Mom guilty of gambling with funds for ill son
By Patrick Lakamp
News Staff Reporter
The mother of a cancer-stricken young man had her own idea of how to spend $15,000 in benefit money raised to help him fight his illness:
She gambled it away.
Sherry R. Holcomb, 46, of Cortland, pleaded guilty Wednesday in State Supreme Court to a felony count of scheme to defraud.
She opened a bank account and deposited the money raised at a benefit, and even funds sent with get-well cards, for Ryan O'Donnell, her 21-year-old son. Then she used ATM cards to withdraw the money to finance her gambling at casinos across the Northeast, prosecutors said.
Holcomb and her defense attorney, Daniel DuBois, declined to comment after court.
Her written confession, however, spells out what she did with the money.
"I've spent the money at the Seneca Niagara Casino, Buffalo Creek Casino, Turning Stone Casino, Casino Niagara, Mohegan Sun casino [in Connecticut], Harrah's casino in New Jersey," she wrote in her confession.
"I'm not sure how much of Ryan's money I've gambled away, but it is virtually all gone," she said in her confession.
"I know it was wrong to spend his money and I'm sorry for doing it," she said in the confession. "I'm ashamed of myself."
O'Donnell has leukemia, and he continues to be treated in Roswell Park Cancer Institute.
Holcomb, who remains her son's primary caregiver, was released without bail but was ordered to report to the State Police barracks in the Town of Boston to be processed.
Prosecutors did not speak to O'Donnell, so they don't know whether he supported or opposed the criminal charge filed against his mother.
Her crime "really offends me," said Erie County District Attorney Frank A. Sedita III.
"This goes beyond your basic con, when it's your own mother doing this," Sedita said.
Most of the money was not raised in Western New York, but at a benefit for the Ryan O'Donnell Fund in Central New York, where the family lives, Sedita said.
Erie County prosecutors filed charges because Holcomb opened the bank account at a local First Niagara Bank branch.
Bank officials alerted Sedita's office when they noticed frequent withdrawals at ATMs at or near casinos, Sedita said.
"I would take the money out of ATMs either at or near the casinos I've gambled at," Holcomb wrote in her confession.
In addition to the benefit proceeds she took, "I've also spent money that he received in get-well cards that were sent to him to the house," she said.
The money from get-well cards totaled about $300.
Holcomb told investigators she opened a bank account in February after the benefit for her son.

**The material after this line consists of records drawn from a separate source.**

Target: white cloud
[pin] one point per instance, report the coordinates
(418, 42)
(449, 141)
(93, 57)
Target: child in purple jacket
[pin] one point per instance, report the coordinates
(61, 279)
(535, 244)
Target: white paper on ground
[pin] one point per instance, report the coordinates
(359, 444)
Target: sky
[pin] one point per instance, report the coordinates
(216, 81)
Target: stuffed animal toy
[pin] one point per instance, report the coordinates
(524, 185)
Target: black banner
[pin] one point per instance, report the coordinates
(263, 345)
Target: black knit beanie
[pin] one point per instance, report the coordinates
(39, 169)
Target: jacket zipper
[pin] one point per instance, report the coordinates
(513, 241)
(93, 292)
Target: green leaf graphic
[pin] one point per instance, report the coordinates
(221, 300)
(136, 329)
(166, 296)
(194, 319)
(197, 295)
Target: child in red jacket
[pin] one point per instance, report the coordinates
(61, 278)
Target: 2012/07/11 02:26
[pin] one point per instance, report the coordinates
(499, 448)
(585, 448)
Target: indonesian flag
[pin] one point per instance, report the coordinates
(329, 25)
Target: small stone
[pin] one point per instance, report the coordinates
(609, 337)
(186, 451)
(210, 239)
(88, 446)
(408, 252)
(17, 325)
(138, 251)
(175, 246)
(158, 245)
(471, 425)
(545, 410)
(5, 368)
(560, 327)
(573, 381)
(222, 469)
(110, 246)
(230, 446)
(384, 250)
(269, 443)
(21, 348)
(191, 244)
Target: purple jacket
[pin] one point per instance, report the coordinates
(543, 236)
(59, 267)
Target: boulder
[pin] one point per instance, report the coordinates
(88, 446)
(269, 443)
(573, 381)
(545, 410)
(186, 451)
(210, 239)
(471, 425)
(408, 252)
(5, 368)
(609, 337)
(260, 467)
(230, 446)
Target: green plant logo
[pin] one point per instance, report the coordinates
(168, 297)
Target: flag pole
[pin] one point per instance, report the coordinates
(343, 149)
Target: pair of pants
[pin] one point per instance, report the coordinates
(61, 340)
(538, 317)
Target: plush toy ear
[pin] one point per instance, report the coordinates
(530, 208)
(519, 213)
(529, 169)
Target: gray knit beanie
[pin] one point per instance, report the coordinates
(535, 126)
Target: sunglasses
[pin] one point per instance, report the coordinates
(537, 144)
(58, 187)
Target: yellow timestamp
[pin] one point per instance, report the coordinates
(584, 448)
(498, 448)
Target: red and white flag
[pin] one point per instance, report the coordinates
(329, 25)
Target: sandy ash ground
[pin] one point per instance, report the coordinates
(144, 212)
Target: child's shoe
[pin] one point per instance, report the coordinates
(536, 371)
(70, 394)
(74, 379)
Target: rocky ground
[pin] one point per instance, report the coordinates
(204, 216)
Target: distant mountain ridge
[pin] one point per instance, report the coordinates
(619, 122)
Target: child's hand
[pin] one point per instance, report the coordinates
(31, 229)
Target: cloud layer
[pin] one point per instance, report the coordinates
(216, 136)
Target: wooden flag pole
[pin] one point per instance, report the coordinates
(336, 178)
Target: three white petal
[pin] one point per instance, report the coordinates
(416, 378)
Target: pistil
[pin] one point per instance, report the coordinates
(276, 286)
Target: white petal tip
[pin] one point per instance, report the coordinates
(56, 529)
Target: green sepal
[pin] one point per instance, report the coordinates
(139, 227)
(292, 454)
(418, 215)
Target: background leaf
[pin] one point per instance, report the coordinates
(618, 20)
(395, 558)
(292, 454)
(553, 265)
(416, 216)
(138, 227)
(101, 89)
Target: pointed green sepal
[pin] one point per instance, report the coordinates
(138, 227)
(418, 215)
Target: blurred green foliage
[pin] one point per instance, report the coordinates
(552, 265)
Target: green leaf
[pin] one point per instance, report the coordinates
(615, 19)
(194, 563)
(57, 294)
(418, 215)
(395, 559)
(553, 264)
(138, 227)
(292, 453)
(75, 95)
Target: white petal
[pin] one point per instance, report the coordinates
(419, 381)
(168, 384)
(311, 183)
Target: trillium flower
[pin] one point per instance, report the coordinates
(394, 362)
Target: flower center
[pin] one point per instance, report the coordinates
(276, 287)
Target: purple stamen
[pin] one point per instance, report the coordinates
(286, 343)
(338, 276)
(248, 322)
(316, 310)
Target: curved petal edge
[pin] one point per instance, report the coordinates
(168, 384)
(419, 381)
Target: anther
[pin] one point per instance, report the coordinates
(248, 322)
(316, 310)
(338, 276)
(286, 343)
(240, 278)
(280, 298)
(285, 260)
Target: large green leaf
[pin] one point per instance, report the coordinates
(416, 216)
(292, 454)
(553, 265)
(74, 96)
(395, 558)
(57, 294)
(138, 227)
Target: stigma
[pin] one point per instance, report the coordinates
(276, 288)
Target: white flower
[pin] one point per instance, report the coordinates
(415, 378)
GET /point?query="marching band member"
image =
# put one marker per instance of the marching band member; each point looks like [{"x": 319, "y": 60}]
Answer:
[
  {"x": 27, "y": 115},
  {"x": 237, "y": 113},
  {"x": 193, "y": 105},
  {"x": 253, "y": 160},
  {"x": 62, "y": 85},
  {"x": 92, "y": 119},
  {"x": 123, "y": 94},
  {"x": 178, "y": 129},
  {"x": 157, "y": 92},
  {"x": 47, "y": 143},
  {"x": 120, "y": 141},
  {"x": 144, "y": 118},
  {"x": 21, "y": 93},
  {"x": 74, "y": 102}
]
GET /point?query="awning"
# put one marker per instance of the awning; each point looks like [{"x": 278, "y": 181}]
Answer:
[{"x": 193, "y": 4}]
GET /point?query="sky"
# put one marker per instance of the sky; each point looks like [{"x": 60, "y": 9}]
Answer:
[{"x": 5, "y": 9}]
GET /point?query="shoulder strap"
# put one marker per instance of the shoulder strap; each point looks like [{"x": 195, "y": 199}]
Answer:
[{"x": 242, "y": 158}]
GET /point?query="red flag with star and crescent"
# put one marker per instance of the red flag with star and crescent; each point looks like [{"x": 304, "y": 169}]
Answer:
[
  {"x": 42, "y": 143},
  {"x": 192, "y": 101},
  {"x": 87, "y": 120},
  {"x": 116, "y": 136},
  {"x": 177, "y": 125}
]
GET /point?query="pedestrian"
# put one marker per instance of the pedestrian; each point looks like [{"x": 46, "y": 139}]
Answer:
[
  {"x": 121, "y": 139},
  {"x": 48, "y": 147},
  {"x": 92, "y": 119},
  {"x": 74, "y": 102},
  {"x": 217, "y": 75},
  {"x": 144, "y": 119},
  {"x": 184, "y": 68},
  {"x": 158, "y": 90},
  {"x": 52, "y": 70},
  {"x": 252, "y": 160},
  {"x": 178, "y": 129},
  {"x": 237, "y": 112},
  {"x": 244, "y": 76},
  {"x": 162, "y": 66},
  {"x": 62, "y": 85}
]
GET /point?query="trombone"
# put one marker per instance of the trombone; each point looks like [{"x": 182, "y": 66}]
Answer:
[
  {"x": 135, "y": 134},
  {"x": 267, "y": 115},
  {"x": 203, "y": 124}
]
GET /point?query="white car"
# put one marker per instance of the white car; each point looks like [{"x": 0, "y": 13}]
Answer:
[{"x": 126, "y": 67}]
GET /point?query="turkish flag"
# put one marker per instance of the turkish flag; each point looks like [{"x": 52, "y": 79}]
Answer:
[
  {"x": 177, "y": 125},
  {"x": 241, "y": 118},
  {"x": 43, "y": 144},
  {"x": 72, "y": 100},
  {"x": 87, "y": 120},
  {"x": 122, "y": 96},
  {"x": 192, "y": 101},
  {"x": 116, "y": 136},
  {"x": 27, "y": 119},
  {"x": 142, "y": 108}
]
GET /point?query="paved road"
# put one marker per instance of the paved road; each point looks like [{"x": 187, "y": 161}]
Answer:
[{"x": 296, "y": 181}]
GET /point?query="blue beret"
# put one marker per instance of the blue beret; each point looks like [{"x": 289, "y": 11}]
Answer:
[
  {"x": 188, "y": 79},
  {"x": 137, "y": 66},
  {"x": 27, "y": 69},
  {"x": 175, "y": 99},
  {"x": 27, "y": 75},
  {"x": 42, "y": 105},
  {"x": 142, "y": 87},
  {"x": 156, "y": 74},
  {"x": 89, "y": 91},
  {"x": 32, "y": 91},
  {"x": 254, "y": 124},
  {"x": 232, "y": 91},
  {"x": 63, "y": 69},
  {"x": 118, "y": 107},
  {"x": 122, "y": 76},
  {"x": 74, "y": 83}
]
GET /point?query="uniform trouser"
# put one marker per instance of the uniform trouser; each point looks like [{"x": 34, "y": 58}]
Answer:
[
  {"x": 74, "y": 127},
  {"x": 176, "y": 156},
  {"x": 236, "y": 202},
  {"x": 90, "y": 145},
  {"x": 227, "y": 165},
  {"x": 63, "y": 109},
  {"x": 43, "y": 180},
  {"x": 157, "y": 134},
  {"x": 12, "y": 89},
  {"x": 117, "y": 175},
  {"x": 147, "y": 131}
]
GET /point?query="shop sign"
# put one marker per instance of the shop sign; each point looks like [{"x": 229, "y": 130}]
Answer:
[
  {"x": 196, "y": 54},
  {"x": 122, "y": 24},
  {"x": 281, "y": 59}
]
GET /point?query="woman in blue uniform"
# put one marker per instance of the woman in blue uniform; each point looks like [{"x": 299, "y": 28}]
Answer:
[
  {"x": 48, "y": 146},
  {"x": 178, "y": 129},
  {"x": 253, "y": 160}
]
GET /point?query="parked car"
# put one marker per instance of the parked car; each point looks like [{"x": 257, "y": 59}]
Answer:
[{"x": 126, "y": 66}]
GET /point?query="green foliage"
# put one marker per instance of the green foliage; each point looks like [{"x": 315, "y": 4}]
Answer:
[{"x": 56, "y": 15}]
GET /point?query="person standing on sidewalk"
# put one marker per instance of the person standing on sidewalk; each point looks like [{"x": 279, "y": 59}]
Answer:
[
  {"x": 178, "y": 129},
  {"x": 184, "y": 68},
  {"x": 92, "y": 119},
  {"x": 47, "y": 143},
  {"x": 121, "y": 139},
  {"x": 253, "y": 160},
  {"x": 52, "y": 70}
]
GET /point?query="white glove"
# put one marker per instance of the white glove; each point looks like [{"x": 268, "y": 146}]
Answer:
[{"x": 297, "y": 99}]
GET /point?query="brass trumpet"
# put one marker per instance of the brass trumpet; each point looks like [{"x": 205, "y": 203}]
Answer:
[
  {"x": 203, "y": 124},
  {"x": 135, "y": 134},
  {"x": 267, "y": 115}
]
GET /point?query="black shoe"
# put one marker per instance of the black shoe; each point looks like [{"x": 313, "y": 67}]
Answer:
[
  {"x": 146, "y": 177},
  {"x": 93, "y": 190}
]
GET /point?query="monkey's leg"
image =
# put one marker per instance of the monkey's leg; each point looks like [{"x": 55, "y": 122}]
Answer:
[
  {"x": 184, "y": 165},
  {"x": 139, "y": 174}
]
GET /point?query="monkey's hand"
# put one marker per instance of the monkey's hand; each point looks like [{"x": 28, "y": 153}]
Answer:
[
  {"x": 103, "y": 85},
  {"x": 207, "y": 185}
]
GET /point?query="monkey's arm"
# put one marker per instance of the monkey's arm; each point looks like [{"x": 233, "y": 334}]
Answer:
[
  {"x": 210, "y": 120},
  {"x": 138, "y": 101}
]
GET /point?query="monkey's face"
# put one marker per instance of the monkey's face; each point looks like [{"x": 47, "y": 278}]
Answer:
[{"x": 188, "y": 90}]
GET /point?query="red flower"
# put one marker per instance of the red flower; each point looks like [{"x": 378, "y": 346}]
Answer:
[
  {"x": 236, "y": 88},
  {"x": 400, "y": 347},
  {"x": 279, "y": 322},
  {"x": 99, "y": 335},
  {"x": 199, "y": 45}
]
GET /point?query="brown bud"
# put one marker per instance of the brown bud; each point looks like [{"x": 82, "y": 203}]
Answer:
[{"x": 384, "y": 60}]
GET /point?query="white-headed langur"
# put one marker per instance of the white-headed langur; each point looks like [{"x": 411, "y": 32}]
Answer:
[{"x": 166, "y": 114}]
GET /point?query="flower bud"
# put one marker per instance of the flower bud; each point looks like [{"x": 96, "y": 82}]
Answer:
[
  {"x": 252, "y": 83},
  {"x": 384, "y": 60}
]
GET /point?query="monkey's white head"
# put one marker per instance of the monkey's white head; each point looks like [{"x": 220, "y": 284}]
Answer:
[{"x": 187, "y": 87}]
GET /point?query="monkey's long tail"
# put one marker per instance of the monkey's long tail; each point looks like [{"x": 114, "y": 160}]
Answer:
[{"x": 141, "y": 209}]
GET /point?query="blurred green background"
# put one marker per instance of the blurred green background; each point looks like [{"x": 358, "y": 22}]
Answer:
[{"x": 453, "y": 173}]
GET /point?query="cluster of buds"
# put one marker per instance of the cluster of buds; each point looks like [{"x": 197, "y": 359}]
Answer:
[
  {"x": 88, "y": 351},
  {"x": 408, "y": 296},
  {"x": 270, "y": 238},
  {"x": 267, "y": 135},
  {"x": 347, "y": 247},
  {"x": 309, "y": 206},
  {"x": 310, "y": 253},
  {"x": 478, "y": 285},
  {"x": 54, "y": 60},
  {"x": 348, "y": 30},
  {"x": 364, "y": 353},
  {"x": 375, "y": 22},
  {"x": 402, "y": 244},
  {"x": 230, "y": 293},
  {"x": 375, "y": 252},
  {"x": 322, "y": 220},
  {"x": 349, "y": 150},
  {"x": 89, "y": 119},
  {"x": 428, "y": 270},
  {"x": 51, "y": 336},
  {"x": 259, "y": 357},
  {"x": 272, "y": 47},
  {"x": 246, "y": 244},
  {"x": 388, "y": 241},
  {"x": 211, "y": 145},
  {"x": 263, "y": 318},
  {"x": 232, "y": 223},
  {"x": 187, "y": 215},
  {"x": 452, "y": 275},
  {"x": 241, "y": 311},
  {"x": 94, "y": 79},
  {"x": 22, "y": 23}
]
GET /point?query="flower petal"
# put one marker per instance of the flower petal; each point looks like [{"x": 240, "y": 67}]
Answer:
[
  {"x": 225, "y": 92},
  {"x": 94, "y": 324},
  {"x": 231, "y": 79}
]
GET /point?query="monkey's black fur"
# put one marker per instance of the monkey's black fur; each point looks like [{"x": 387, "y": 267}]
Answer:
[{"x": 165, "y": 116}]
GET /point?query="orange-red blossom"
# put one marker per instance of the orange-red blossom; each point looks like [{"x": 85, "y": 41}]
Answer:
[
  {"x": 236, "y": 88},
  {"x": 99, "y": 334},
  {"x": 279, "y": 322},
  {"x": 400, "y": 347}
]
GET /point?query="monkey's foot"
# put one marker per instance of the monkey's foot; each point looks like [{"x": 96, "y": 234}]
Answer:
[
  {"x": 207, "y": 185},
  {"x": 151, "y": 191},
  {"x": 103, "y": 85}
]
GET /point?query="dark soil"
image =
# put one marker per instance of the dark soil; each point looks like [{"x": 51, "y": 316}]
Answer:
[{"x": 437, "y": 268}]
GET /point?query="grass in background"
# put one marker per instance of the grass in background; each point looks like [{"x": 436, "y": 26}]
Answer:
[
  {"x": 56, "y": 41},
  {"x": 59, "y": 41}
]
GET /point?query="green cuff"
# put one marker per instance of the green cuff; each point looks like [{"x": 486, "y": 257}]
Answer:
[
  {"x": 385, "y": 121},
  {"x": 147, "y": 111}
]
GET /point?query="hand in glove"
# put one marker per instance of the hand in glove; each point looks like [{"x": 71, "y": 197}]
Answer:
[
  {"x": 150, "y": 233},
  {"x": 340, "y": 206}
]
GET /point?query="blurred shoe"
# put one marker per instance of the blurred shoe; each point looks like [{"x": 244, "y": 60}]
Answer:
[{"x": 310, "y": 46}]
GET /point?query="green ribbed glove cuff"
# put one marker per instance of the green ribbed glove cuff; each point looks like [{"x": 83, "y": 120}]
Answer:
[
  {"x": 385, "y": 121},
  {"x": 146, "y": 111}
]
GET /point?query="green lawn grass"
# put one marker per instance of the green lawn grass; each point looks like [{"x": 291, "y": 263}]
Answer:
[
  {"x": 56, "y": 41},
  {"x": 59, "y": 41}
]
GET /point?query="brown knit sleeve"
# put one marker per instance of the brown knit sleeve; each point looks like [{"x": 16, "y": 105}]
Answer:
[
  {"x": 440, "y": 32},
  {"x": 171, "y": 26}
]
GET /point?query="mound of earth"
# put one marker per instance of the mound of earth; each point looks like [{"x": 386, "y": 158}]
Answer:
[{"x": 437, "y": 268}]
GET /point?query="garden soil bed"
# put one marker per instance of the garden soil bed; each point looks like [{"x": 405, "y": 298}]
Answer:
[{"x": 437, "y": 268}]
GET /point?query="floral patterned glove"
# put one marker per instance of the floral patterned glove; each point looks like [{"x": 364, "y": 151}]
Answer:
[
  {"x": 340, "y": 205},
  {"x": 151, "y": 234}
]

Two debit cards were issued for the bank account. She kept both of them. Her son has never used the cards.
"A lot of the money I took out of the bank I spent for personal reasons, mostly for gambling," she said in her confession. "I've had a gambling addiction for the past six or seven years."
Holcomb pleaded guilty before State Supreme Court Justice John L. Michalski.
She agreed to pay $15,000 in restitution.
Sentencing is scheduled for Nov. 16. She could receive up to four years in prison.